A community of seed savers has a recipe to revive rare varieties of collard greens

Read the full story from NPR.

Ira Wallace ambles around the butcher block countertop in the kitchen she shares with a community of farmers in central Virginia. She has separated a single leaf from the large baskets of unusual, parti-colored collard greens she got from a friend’s farm. Its creamy-white veins stretch upward across the green leaf, narrowing as they reach purple-tinged tips.

“Purple is a color that develops in the winter much more strongly,” Wallace explains, as she probes the frost-damaged leaf. “But look at that color! And that’s anthocyanins. They’re supposed to make you healthier.”

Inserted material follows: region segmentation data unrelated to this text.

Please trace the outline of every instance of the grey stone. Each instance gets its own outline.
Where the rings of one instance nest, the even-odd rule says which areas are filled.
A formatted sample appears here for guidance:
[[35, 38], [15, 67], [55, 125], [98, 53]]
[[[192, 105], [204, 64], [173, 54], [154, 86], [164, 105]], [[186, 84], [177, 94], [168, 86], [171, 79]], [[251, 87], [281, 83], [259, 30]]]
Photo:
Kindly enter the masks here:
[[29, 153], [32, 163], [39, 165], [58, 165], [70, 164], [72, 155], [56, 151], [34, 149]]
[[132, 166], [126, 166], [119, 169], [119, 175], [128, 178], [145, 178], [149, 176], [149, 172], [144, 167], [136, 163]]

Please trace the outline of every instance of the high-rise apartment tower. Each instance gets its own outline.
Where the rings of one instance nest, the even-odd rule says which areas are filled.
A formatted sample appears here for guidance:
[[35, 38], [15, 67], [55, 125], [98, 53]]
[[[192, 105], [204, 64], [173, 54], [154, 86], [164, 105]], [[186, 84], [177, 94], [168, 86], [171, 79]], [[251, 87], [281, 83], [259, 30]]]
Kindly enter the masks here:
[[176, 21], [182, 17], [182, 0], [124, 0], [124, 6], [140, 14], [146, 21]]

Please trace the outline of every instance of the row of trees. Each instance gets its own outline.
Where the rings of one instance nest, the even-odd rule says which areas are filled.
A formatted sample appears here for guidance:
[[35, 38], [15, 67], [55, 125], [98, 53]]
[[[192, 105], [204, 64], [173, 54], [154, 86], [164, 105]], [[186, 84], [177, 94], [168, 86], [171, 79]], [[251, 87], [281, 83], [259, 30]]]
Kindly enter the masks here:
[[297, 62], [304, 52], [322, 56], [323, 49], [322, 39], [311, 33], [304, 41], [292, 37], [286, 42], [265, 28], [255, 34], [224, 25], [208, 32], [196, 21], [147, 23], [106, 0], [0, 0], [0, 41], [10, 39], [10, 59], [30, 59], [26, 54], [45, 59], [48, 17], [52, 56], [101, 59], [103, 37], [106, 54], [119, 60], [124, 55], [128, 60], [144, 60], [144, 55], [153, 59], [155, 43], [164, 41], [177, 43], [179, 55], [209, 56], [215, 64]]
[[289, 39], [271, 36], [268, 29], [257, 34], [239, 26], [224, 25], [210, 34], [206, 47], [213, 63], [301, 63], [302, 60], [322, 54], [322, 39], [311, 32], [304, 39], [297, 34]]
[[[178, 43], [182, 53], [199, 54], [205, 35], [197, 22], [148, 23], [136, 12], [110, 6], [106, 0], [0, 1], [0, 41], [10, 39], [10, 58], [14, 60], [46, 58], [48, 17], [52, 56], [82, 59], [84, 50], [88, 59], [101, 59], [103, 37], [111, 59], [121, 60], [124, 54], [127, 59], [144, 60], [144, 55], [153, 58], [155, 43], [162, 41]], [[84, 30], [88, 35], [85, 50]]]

These aren’t commercially produced collard greens typically sold in supermarkets or restaurants. Many of the heirloom varieties Wallace and her friends grow are rare, some once teetering on extinction. Other types can likely be found in backroad gardens of aging stewards, but countless varieties have vanished in the U.S.

There was once a kaleidoscope of diversity in collards, as people diligently collected and replanted seeds, passing them from one generation to the next to preserve the qualities they found most important. Collards — an inexpensive, nutrient-rich vegetable — became a staple for many Southern families, especially African Americans trying to feed their families healthy food year-round.